Soho residents are fearing the return of alfresco dining and say the council “broke its promise” about consulting them on the scheme’s return.
“We understood that there would not be any extension of the scheme without the council getting in contact directly,” Tim Lord of the Soho Society tells us, adding that’s why he set up a survey of residents on the planned changes.
On February 24, Westminster Council announced it would once again open the streets of Soho to drinkers and diners as it did last summer. But respondents to the Soho Society’s survey say they are worried about what happens in June, when most coronavirus regulations could be lifted. Lord pointed out there were problems with “street fouling” and the lack of temporary toilets for women.
He also claimed: “The council says it doesn’t want it to turn Soho into a transient community, but a lot of its decisions are completely in contrast to that”.
A spokesperson for Westminster Council said they had been “liaising closely with the Soho Society” and added “We are also working collaboratively with the Soho Society on issues that it has raised such as letters to residents and public toilet provision. We will monitor the al fresco schemes throughout implementation and are ready to make changes where required.”
Sir Lindsay Hoyle famously has a menagerie (six pets, including Maggie the Tortoise). He tells us he feels lucky he can bring two to London with him. The Speaker says “hearing Patrick, my cat, purring at the end of a hard day, always makes me smile”. Hoyle often gets requests “from people eager to meet him”. Competition for Larry.
THE PM’s way with words bedevilled him again as he claimed “greed” and “capitalism” were behind the UK’s vaccine success — then took it back. Labour’s Peter Kyle snipes: “Greed gets you three photographers, a posher flat… But vaccine? That comes from scientific brilliance and… hard work — two traits that elude Boris Johnson.”
No chores will be heavenly
Dame Esther Rantzen has identified what she’s looking forward to in the afterlife, if she makes it there. Dame Esther, who now has a podcast looking at the afterlife, as well as a new radio show with her daughter Rebecca, tells us: “I think it’d be quite relaxing… the two things that most bore me in the whole of life are having to fill my car with petrol and going to the loo. So I’ve decided that probably I won’t have to do either of those.” Goals.

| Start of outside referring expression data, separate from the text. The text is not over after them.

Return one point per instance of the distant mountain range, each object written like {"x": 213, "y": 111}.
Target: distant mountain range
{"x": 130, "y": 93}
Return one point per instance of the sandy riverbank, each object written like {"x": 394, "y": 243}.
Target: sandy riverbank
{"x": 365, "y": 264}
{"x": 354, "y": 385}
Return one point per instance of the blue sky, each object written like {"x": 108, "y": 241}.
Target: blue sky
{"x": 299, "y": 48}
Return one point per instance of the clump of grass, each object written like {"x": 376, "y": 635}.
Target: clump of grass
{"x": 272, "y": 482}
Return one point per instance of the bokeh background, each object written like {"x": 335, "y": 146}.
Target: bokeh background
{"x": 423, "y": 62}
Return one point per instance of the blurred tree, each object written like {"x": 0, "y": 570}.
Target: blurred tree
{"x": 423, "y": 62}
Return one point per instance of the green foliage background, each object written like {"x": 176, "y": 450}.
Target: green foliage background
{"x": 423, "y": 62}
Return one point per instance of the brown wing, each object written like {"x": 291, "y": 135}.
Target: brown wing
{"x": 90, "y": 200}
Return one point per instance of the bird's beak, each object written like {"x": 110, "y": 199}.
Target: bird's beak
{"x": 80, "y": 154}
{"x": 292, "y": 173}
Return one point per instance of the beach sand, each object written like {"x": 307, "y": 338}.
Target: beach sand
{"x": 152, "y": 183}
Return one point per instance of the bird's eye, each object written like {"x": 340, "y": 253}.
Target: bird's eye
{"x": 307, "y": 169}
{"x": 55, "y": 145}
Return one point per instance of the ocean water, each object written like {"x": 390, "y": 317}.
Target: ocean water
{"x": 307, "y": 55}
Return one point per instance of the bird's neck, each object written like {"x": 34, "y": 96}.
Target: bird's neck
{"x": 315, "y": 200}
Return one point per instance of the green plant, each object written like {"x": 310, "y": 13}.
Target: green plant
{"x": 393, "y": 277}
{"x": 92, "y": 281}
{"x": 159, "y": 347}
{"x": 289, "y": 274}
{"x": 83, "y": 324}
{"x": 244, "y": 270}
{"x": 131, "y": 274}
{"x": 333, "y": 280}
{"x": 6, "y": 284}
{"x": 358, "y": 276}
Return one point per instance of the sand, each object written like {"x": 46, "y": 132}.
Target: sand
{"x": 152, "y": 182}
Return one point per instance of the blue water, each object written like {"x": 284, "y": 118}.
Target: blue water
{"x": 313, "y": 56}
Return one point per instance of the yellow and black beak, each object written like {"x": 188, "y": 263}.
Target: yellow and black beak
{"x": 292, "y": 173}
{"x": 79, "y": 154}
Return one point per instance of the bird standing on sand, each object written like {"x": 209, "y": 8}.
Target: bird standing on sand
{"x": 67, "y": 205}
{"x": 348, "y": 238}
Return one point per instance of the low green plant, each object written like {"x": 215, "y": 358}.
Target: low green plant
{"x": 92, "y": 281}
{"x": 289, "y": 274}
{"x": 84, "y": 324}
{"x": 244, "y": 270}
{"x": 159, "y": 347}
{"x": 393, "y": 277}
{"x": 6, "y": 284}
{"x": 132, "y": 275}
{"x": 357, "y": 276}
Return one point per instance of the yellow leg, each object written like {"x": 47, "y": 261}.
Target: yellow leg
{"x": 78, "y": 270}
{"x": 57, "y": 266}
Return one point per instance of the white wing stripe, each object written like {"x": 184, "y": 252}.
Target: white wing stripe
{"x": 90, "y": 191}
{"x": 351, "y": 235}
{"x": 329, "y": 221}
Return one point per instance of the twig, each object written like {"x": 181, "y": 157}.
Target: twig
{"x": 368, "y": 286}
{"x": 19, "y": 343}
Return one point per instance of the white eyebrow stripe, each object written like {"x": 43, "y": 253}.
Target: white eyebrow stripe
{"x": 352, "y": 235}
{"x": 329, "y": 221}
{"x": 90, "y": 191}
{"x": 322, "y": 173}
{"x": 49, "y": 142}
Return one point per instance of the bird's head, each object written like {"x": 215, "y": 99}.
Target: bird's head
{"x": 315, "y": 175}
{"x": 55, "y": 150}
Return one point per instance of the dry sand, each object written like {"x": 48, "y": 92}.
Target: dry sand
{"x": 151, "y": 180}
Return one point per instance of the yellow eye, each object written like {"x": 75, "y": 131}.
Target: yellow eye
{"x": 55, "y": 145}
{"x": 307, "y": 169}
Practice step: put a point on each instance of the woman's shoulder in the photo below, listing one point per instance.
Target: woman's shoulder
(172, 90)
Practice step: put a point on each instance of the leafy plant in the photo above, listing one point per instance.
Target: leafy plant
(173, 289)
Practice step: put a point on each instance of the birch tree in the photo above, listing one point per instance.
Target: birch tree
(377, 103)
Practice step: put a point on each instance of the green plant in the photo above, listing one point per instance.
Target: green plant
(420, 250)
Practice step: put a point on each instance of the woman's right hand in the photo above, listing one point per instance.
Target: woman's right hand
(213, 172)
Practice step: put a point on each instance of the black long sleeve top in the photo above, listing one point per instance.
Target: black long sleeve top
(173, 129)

Radio silence is golden for Sands
Sarah Sands has come to appreciate the sound of silence after quitting as editor of BBC 4’s Today programme in September. Instead of listening to politicians, she now enjoys far more peaceful activities, such as “contemplating a 13th-century Cistercian wall at the bottom of the garden”, which has led to a book on meditation, The Interior Silence. Sands, formerly of this parish, says she’s not the only one relishing the quiet. Recalling a conversation with John Humphrys, she writes in Saga magazine: “Did John miss presenting after being at the heart of the programme for 30 years? ‘Nope.’”
Novelist offered crumbs of comfort
Naomi Ishiguro, writer and daughter of Nobel prize-winner Kazuo Ishiguro, arrived at her current career via a novel route. As a bookseller in Bath she also doubled as a “bibliotherapist”. Ishiguro explains to the Meet the Writers podcast: “We’d have a bibliotherapy room on the shop floor with armchairs and a fireplace and it would be a [one-to-one] discussion… over tea and cake about reading taste.” Sign us up.
The beat goes on … but mindfully
DJ Erol Alkan has some cognitive dissonance when it comes to clubs reopening: he is excited about getting back to nights out, but also “slightly fearful”. He teases that his first record will be at a heart-pounding 150bpm before conceding to Clash magazine: “I’m going to be a lot more thoughtful about what I’m going to do… What purpose it plays as well. Also what clubbing offers to people now going forward as well.” Post-Covid thoughtful clubbing? The 150bpm version may be more likely.